Deploy a mechanism to keep personalized recommendations up-to-date - Maintaining Personalized Experiences with Machine Learning

Deploy a mechanism to keep personalized recommendations up-to-date

Publication date: September 2021 (last update: January 2022)

The Maintaining Personalized Experiences with Machine Learning solution streamlines and accelerates development by providing automated pipeline construction; automated personalization model configuration, training, retraining, and deployment; improved visibility into model performance; and advanced error handling mechanisms.

This solution helps you build personalized experiences with Amazon Personalize for your product portfolio and provide real-time, curated experiences across digital channels. Implementing this solution aims to increase your user engagement metrics, clickthroughs, and conversion rates by providing up-to-date product recommendations, personalized product rerankings, user segmentation, and customized direct marketing.

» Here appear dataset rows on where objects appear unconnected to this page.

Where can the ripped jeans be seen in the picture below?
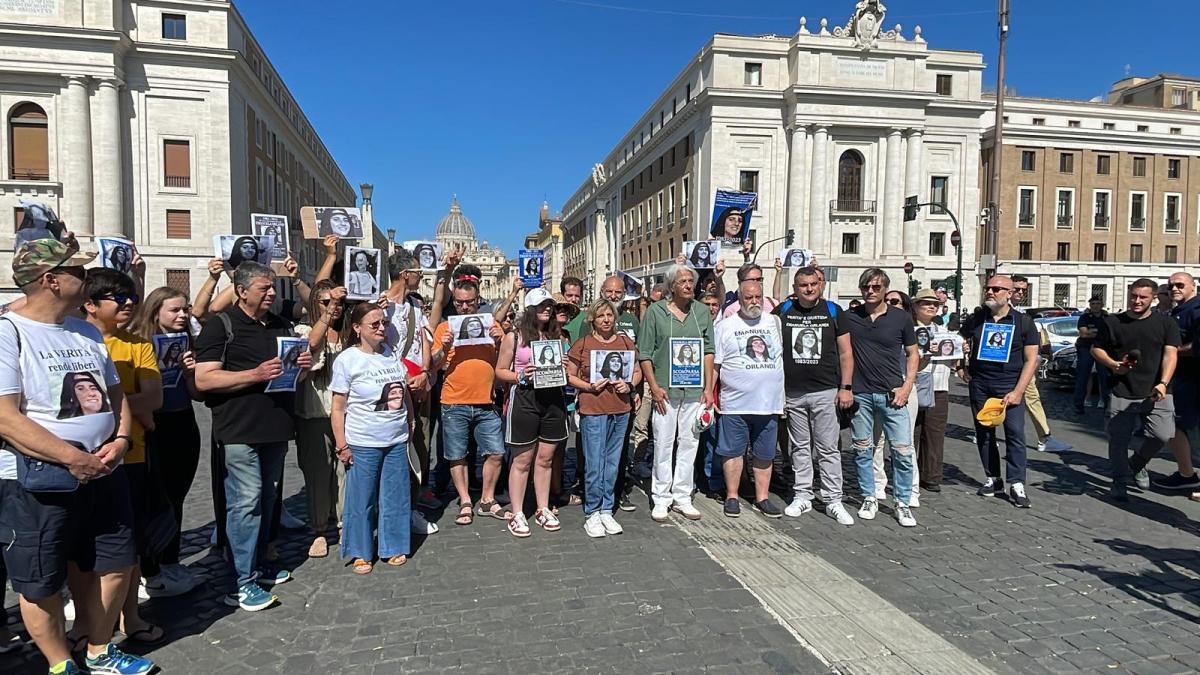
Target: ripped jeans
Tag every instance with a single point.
(876, 410)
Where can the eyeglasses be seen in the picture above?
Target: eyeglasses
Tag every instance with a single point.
(120, 298)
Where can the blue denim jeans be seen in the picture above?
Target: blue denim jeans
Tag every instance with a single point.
(877, 410)
(252, 482)
(377, 499)
(604, 436)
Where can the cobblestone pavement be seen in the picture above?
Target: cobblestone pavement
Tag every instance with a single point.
(1075, 584)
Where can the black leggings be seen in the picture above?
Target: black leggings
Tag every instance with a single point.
(174, 451)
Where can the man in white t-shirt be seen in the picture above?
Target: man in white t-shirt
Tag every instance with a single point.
(750, 369)
(61, 404)
(408, 335)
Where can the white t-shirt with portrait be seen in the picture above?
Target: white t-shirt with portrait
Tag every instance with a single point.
(750, 356)
(375, 396)
(63, 374)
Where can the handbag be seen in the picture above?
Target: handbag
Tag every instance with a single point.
(924, 389)
(34, 475)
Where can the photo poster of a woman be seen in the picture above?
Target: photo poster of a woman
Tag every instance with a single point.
(289, 350)
(633, 285)
(115, 252)
(529, 266)
(731, 216)
(426, 254)
(546, 357)
(796, 257)
(472, 329)
(702, 255)
(171, 347)
(82, 393)
(276, 227)
(363, 274)
(945, 346)
(237, 249)
(687, 362)
(612, 365)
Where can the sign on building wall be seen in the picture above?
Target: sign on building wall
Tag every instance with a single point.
(35, 7)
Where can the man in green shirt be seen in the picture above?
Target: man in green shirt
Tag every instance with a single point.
(676, 351)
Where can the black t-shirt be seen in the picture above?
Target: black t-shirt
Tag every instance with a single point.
(1121, 333)
(250, 414)
(810, 346)
(1024, 334)
(879, 347)
(1089, 320)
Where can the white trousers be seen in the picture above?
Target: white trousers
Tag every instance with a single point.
(675, 451)
(881, 476)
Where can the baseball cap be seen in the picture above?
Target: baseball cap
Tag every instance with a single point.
(991, 413)
(924, 294)
(537, 296)
(35, 258)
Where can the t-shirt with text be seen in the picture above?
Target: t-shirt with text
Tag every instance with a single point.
(63, 375)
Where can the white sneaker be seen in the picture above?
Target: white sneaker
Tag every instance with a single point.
(421, 526)
(869, 508)
(838, 511)
(289, 521)
(593, 526)
(659, 513)
(798, 507)
(688, 511)
(610, 524)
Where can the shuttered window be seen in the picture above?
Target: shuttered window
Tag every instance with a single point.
(28, 142)
(180, 280)
(178, 163)
(179, 225)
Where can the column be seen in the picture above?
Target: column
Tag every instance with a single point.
(77, 204)
(819, 210)
(796, 159)
(913, 184)
(108, 162)
(893, 202)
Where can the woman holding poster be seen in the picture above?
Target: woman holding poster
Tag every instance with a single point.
(604, 406)
(174, 442)
(537, 418)
(372, 442)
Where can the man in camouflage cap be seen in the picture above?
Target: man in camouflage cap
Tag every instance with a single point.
(61, 404)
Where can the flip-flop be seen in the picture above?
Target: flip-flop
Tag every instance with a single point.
(147, 635)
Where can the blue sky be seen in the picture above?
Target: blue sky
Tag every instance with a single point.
(507, 103)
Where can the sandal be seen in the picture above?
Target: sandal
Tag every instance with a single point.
(466, 515)
(147, 635)
(491, 508)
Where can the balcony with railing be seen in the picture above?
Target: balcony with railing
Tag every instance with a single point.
(856, 207)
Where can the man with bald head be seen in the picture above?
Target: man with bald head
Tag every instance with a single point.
(1186, 384)
(1002, 350)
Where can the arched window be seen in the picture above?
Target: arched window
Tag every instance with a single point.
(850, 181)
(28, 143)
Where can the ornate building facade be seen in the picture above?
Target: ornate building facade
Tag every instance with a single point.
(456, 230)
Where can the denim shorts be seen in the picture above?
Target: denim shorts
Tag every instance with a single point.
(756, 431)
(460, 420)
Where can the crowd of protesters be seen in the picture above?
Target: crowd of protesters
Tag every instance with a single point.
(400, 410)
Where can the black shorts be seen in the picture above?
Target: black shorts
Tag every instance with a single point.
(41, 532)
(535, 414)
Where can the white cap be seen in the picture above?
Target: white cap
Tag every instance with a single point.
(537, 296)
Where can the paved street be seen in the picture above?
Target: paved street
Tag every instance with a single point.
(1077, 584)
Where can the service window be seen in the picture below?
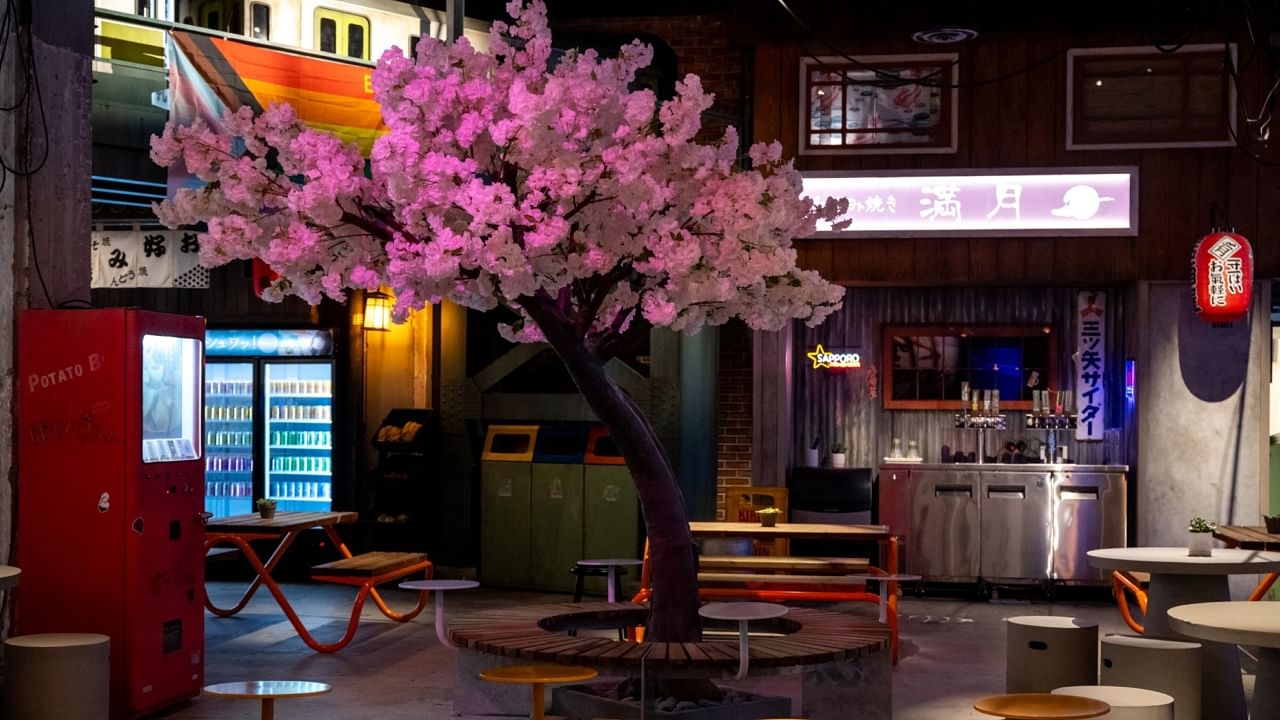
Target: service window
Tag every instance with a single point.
(343, 31)
(260, 21)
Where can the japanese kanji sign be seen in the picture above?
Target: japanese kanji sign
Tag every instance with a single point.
(1091, 360)
(146, 259)
(1008, 204)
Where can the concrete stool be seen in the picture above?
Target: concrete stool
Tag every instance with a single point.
(56, 677)
(1127, 703)
(1050, 651)
(1168, 666)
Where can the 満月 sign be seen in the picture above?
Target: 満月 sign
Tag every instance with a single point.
(1010, 204)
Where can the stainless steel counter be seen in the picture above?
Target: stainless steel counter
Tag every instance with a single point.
(1000, 523)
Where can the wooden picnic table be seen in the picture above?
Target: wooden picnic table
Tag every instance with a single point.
(365, 572)
(1247, 537)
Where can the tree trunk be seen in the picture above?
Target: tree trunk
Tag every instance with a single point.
(673, 615)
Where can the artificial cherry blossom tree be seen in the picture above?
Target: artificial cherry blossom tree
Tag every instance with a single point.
(561, 194)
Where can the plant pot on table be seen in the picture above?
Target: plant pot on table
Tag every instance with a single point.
(1200, 545)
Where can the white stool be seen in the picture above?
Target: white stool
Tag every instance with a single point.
(1127, 703)
(1050, 651)
(1168, 666)
(56, 677)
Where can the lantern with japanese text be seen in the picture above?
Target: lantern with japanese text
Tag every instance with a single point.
(1223, 267)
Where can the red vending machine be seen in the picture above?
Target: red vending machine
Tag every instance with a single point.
(110, 491)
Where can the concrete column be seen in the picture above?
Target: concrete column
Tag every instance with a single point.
(1202, 413)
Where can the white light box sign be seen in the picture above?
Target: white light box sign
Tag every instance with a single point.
(1102, 201)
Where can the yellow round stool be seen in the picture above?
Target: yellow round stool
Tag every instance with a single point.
(538, 677)
(1041, 706)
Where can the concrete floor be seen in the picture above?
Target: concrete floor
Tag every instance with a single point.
(952, 651)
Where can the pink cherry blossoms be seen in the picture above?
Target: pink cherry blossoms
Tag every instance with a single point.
(498, 180)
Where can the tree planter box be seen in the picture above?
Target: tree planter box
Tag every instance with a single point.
(577, 702)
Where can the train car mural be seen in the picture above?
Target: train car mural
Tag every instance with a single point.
(179, 59)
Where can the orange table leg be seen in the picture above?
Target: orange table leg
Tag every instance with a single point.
(242, 545)
(1261, 591)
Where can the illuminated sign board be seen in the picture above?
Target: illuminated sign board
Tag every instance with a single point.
(269, 343)
(833, 359)
(997, 204)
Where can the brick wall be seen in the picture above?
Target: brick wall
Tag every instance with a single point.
(734, 436)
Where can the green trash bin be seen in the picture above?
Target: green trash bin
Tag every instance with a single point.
(506, 477)
(556, 501)
(611, 510)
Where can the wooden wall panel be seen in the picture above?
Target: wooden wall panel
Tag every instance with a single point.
(1020, 122)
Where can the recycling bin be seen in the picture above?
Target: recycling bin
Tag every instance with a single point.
(506, 478)
(556, 505)
(611, 510)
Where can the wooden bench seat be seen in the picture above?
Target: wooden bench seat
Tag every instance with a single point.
(784, 564)
(366, 572)
(371, 564)
(807, 637)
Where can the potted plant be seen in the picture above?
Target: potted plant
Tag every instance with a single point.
(1272, 523)
(768, 516)
(837, 454)
(1200, 541)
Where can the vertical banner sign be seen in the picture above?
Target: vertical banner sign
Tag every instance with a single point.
(1091, 352)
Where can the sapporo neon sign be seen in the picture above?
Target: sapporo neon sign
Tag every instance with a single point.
(823, 358)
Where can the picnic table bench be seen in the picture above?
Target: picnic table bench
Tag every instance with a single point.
(790, 578)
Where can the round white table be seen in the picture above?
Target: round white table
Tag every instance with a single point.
(268, 691)
(612, 564)
(439, 587)
(9, 577)
(1240, 623)
(744, 613)
(1176, 579)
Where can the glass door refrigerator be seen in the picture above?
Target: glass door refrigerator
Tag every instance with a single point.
(269, 417)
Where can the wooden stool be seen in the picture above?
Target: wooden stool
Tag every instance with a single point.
(268, 691)
(538, 677)
(1041, 706)
(1127, 703)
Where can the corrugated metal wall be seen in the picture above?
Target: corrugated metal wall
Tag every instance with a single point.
(851, 400)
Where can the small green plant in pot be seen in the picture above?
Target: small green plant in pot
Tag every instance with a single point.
(837, 454)
(768, 516)
(1200, 537)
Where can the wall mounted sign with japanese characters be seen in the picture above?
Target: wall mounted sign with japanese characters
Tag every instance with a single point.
(1102, 201)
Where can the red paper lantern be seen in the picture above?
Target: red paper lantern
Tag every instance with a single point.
(1224, 277)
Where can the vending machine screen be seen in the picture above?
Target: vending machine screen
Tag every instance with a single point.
(172, 382)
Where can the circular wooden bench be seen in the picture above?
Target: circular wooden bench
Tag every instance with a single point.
(538, 633)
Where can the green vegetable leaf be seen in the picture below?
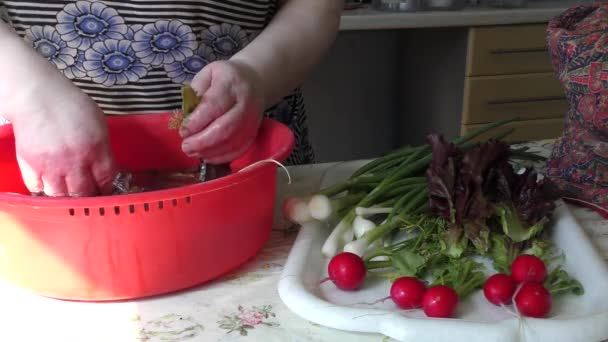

Personalization opportunity exists in multiple areas along the customer journey including:

  • Discoverability - Helping consumers easily and quickly discover products and content

  • Acquisition and retention - Attracting and retaining consumers in a digital environment

  • Engagement - Understanding, measuring, and increasing time spent engaging with products and content

  • Efficiencies and revenue - Increasing average revenue per user

This AWS solution accelerates the development and deployment of personalization workloads by leveraging the functionalities of the Amazon Personalize service and streamlining productionization and maintenance of Amazon Personalize solutions. It provides end-to-end automation for Amazon Personalize through the entire lifecycle of a workload, which includes:

  • Automating the creation of Amazon Personalize recommenders, solutions, and solution versions to baseline model performance (by comparing user-configured model offline metrics over time).

  • Presenting the results in an Amazon CloudWatch dashboard.

  • Automating the scheduled retraining and update of Amazon Personalize solution versions to assess their performance over time, as typical personalization workloads benefit from full model retraining every one to five days.

  • Automating the scheduled creation of batch recommendations and batch user segmentation.

This implementation guide describes architectural considerations and configuration steps for deploying Maintaining Personalized Experiences with Machine Learning in the Amazon Web Services (AWS) Cloud. It includes links to an AWS CloudFormation template that launches and configures the AWS services required to deploy this AWS solution using AWS best practices for security and availability.

The guide is intended for IT architects, developers, DevOps, and data analysts who have practical experience architecting in the AWS Cloud.